In summary, in the present work we have demonstrated for the first time that honeybee cognitive ability can be enhanced by combining two different sorts of secondary compounds that occur in natural floral nectars. These two substances are well known to participate directly or indirectly in different mechanisms of action underlying associative learning processes in honeybees (Müller, 1996, 2000; Wright et al., 2013). Because of this unexpected finding, it is worth focusing on neurobiological approaches to obtain a better understanding of this combined effect on the mechanisms involved. The understanding of these processes might even have implications at the social scale, given the highly social nature of the honeybees (Müller, 1996). If we consider learning as the ability to focus on the connection between a series of events and to retain that information (Mackintosh, 1994), it would be expected that the processes that enhance this at the individual level will also facilitate learning mediated by social interactions with nestmates such as mouth-to-mouth food exchange or trophallaxis (Farina et al., 2005). Honeybees combine these social learning events with complex communication systems such as the waggle dance to obtain multicomponent information about resources (Grüter and Farina, 2009). Thus, fast information propagation related to profitable food sources promotes recruitment and increases the foraging force of the whole colony (Grüter and Farina, 2009). Within this framework, secondary compounds acting on individual appetitive responses would promote faster collective output, as demonstrated when caffeine presented in the diet increased behavioural responses at the individual and social level (Couvillon et al., 2015).

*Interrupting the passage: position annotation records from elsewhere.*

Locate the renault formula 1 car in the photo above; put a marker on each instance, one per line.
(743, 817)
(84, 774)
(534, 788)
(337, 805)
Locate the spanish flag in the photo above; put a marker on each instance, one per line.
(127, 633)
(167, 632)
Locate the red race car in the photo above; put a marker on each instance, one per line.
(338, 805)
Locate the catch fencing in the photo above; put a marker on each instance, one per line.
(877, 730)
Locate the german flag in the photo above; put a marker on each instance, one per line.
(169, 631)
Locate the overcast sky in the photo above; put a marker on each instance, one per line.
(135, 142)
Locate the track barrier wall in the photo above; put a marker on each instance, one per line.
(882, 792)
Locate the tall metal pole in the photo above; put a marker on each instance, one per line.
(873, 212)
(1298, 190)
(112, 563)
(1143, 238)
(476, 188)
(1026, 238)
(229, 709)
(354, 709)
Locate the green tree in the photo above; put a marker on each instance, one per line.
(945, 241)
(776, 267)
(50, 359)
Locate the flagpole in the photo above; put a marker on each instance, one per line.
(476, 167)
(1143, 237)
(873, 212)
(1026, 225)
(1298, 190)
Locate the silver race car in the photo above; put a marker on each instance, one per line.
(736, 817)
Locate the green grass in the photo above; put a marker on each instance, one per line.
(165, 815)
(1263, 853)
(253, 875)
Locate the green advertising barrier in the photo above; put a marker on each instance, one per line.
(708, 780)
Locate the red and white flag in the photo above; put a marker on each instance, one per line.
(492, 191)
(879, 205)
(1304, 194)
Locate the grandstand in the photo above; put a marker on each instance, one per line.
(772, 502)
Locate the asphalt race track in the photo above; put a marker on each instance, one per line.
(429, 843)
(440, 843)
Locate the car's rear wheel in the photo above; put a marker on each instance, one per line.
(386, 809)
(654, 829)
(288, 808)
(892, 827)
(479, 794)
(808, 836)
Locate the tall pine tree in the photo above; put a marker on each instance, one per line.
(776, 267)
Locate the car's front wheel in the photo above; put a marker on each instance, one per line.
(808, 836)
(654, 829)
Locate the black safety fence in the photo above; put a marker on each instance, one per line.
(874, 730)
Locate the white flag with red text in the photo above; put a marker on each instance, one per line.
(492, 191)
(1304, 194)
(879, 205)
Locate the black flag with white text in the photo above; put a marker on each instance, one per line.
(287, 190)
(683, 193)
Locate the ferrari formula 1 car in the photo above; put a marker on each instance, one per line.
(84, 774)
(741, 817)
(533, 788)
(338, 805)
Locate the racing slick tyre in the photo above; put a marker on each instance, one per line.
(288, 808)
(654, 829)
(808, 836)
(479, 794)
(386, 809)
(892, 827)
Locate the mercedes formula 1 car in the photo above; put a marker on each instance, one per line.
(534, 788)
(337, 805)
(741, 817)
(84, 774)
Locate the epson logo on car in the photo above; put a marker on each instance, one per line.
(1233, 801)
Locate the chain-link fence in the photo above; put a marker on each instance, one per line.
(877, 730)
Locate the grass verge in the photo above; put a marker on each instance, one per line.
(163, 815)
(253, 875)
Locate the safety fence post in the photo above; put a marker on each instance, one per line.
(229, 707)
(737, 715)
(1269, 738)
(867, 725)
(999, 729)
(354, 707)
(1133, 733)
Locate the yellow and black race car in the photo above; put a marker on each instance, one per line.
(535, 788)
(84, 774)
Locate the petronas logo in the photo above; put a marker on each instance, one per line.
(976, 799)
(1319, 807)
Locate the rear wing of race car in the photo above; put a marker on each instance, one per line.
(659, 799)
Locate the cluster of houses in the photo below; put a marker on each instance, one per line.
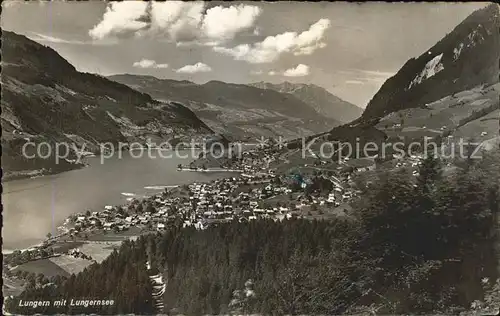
(202, 204)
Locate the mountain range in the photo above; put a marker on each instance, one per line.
(45, 99)
(450, 90)
(466, 57)
(317, 97)
(242, 111)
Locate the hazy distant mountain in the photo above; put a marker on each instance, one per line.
(319, 98)
(44, 98)
(239, 111)
(463, 59)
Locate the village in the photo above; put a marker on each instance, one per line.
(268, 186)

Finally, if we consider that social bees are involved in pollination of more than 70% of crops across the globe (Aizen and Harder, 2009), the present findings may have implications for pollination ecosystems. Recently, it has been demonstrated that the use of synthetic mimic odours of the floral crop learned inside the beehive is a suitable procedure to improve yield in commercial crops (Farina et al., 2020). If it were possible to complement this with these secondary compounds that act as memory enhancers, pollination efficiency might be improved further.

We thank the CONICET, University of Buenos Aires and ANPCYT for support. We are also indebted to the Editor, Ken Lukowiak, and the two referees for their valuable comments and suggestions on an early version of the manuscript.